Laporan Wartawan Tribunnews.com, Ferdinand Waskita
TRIBUNNEWS.COM, JAKARTA - Wakil Sekjen PKS Mahfudz Siddiq menilai pemerintah Joko Widodo sedang berpacu menghadapi dua persoalan besar. Persoalan pertama yakni konsolidasi elit politik dan gejala krisi ekonomi.
Bila Jokowi belajar dari Presiden ke-2 RI Soeharto, kata Mahfudz, maka yang harus diselesaikan terlebih dahulu yakni konsolidasi elit politik. Dari situ didapatkan modal politik untuk menyelesaikan persoalan ekonomi.

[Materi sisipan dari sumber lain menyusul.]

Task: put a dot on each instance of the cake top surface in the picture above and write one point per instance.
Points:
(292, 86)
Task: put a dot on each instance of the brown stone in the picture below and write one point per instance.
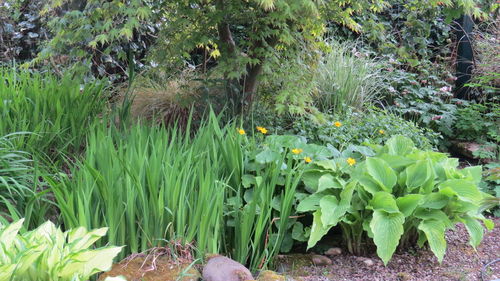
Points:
(268, 275)
(333, 251)
(220, 268)
(320, 260)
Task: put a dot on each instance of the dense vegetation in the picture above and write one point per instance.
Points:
(245, 128)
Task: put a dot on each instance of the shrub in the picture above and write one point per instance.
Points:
(56, 112)
(401, 196)
(346, 79)
(355, 128)
(47, 253)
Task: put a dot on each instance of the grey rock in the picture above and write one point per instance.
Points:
(220, 268)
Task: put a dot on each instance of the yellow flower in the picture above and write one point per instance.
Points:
(262, 130)
(351, 161)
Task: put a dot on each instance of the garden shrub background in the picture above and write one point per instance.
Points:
(158, 134)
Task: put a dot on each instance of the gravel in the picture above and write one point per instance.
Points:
(461, 262)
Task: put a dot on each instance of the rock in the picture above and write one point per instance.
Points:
(320, 260)
(220, 268)
(268, 275)
(140, 268)
(368, 262)
(333, 251)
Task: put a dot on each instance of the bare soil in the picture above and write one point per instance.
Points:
(461, 262)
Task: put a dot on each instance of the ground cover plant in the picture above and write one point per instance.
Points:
(47, 253)
(400, 196)
(260, 130)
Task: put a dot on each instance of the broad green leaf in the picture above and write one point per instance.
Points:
(425, 214)
(328, 204)
(435, 201)
(464, 189)
(475, 173)
(311, 179)
(369, 184)
(332, 209)
(400, 145)
(326, 164)
(382, 173)
(384, 201)
(90, 262)
(310, 203)
(475, 230)
(327, 181)
(397, 162)
(8, 234)
(434, 233)
(318, 230)
(387, 229)
(417, 174)
(408, 203)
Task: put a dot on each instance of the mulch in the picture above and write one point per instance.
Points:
(461, 262)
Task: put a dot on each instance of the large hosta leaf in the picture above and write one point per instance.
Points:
(417, 174)
(332, 210)
(408, 203)
(465, 190)
(381, 173)
(400, 145)
(387, 229)
(475, 230)
(434, 232)
(384, 201)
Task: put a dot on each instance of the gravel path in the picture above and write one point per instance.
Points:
(461, 262)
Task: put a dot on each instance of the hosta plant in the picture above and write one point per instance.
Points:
(47, 253)
(399, 197)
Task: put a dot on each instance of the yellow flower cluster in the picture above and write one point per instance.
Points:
(262, 130)
(351, 161)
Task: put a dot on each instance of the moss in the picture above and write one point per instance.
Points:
(268, 275)
(142, 269)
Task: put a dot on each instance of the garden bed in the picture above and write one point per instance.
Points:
(461, 262)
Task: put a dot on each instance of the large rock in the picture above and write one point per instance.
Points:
(142, 268)
(220, 268)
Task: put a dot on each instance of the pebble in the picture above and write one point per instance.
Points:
(320, 260)
(368, 262)
(333, 251)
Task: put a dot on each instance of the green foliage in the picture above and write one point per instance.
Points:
(423, 97)
(372, 126)
(490, 184)
(20, 185)
(478, 122)
(401, 196)
(346, 78)
(52, 114)
(148, 185)
(99, 36)
(47, 253)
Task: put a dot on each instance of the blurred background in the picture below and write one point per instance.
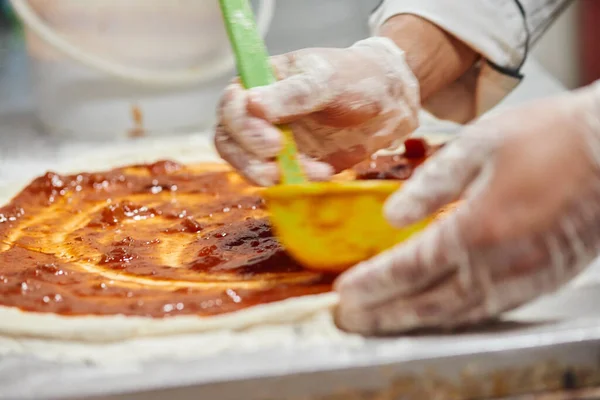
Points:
(46, 96)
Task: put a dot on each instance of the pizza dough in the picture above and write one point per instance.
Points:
(89, 337)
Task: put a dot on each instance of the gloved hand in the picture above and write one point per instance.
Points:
(342, 104)
(529, 222)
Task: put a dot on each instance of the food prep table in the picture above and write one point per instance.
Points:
(550, 345)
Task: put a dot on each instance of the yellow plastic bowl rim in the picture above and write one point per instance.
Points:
(316, 189)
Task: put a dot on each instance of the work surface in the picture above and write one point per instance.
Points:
(557, 344)
(552, 343)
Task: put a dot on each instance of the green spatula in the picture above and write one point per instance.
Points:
(255, 70)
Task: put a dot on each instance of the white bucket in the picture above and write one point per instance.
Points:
(105, 69)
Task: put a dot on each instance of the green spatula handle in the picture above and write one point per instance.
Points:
(255, 70)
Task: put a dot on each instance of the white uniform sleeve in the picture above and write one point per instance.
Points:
(502, 31)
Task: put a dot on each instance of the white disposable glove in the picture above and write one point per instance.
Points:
(529, 222)
(342, 104)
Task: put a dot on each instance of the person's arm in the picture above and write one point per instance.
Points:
(501, 32)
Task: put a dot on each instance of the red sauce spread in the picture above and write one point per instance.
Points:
(149, 240)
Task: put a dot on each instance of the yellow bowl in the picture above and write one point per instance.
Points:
(332, 226)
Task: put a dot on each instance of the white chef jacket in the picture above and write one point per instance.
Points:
(502, 31)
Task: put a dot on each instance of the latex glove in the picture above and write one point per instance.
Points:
(342, 104)
(529, 222)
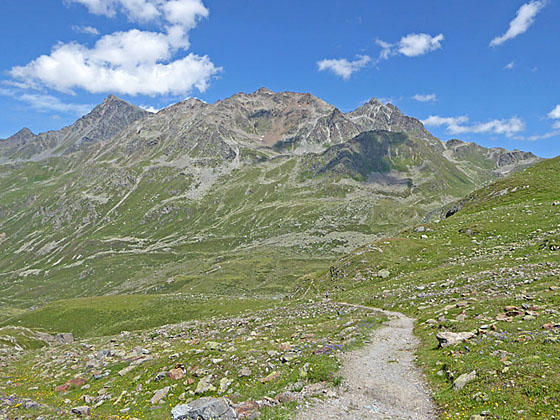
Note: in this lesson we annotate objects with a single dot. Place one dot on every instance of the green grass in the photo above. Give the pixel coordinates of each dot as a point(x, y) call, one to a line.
point(257, 339)
point(108, 315)
point(498, 251)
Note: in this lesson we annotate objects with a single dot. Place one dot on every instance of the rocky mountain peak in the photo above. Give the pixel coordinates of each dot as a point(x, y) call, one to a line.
point(263, 91)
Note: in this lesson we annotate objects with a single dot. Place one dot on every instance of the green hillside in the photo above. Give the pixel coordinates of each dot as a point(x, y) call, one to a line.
point(493, 268)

“Reshuffle kabinet? Apakah ini instrumen untuk konsolidasi politik elit atau instrumen untuk selesaikan masalah ekonomi?.Ada yang berpikir bahwa reshuffle bisa menambah runyam persoalan konsolidasi politik elit. Resikonya? Krisis ekonomi lebih cepat datangnya,” ujar Mahfudz dalam keterangannya, Rabu (8/7/2015).
Menurut Mahfudz, dinamika politik di Indonesia tidak sesederhana yang dibayangkan orang. Kehidupan politik yang sudah terbangun dapat pula berantakan. "Presiden sedang dihadapkan pada realitas modal politik awal yang makin terfragmentasi. Sementara konsolidasi perlu tambahan elemen lainnya,” katanya.

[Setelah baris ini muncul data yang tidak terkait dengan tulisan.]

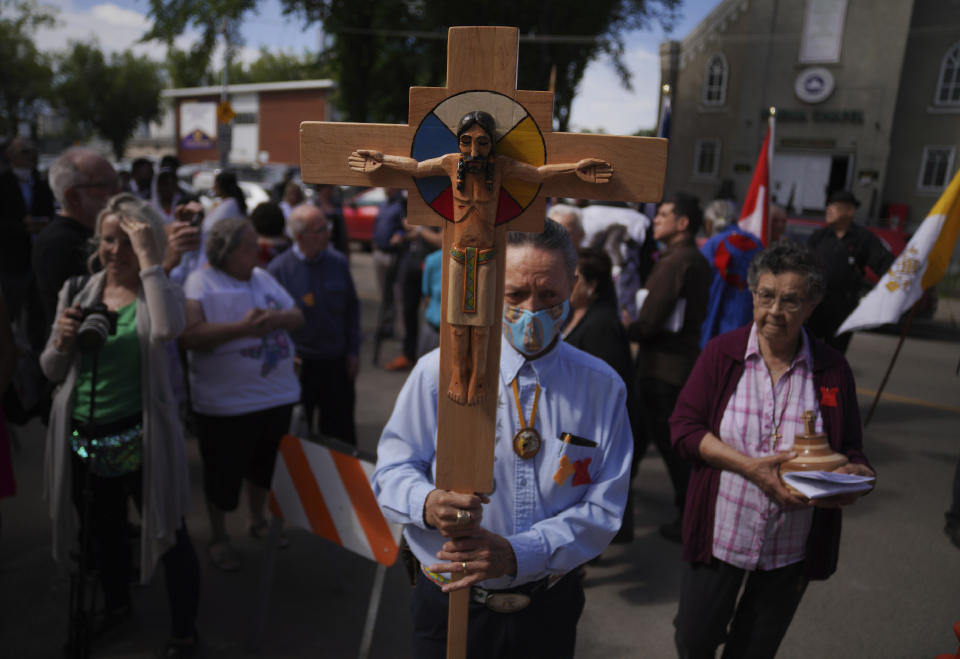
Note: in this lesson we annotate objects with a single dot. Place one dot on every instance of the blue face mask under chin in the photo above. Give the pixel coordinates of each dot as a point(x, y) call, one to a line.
point(530, 332)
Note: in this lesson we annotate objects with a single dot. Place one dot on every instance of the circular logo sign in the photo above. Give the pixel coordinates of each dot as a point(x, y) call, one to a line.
point(518, 137)
point(814, 85)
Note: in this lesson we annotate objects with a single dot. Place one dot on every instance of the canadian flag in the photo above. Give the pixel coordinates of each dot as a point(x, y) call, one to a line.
point(755, 215)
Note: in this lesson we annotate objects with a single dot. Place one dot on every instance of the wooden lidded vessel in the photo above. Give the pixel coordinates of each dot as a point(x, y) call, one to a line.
point(813, 452)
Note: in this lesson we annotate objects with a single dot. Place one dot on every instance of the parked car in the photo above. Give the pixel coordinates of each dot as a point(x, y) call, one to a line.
point(360, 210)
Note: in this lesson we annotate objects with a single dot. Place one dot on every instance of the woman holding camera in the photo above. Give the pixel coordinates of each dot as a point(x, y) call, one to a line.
point(114, 430)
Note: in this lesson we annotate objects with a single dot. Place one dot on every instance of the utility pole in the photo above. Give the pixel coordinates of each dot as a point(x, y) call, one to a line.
point(224, 118)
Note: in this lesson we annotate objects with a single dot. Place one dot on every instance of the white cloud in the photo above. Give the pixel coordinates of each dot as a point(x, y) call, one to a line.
point(602, 102)
point(115, 28)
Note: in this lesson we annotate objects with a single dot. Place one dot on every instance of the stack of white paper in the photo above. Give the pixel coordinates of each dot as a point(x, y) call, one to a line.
point(819, 484)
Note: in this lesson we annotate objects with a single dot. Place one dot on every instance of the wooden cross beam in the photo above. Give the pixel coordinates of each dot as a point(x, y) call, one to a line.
point(481, 75)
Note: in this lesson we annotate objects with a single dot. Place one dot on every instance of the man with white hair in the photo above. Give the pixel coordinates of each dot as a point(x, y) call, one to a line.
point(569, 217)
point(328, 344)
point(24, 195)
point(561, 475)
point(82, 181)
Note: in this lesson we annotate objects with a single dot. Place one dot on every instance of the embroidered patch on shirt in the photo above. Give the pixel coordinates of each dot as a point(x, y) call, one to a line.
point(582, 477)
point(564, 471)
point(828, 396)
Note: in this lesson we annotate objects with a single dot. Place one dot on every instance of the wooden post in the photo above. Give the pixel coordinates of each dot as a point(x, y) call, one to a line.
point(481, 75)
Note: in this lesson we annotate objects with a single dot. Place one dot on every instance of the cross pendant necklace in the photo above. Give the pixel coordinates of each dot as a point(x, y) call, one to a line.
point(776, 435)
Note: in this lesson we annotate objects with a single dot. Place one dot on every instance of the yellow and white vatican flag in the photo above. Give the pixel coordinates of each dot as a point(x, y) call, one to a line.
point(921, 265)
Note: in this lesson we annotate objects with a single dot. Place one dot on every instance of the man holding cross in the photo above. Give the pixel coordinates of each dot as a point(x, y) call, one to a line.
point(561, 471)
point(476, 174)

Ketua Komisi I DPR itu menyebutkan sulitnya memadukan dua kepentingan yakni konsolidasi elit politik serta mengelola persoalan ekonomi. "Memadukan keduanya absolutely very complicated. Secara kalkulatif, hanya tersedia waktu 6 bulan ke depan bagi Presiden ntuuk tuntaskan agenda konsolidasi politik elit. Jika tidak? Red alert!” tegasnya.
Saat ini, kata Mahfudz, dibutuhkan karakter pemimpin nasional sebagai seorang yang bisa menggalang solidaritas dan pemimpin buat semua “Dia akan bicara tentang persoalan nyata bangsa ini.Ketika kita sedang menghadapi dua persoalan besar, di sekeliling sedang mengintai (sambil bekerja) kekuatan-kekuatan besar yang berhajat menguasai negeri ini,” tegasnya.
Oleh karenanya, Mahfudz menuturkan Presiden Jokowi membutuhkan tiga instrumen yakni
aktor keamanan negara yang kuat, aktor politik elit yang tanggap dan aktor teknokratik yang cerdas.
“Orientasinya hanya satu, kepentingan nasional. Buang jauh kepentingan personal dan juga kepentingan partai atau kelompok. Permainan kekuasaan atau Power Game yang tak kunjung selesai, bukan hanya akan melumat pemimpinnya, tapi juga akan bisa mengorbankan rakyatnya. Oleh karena itu mari kita taqarrub kepada Allah, agar Allah anugerahkan kejujuran dan kecerdasan,” ujarnya.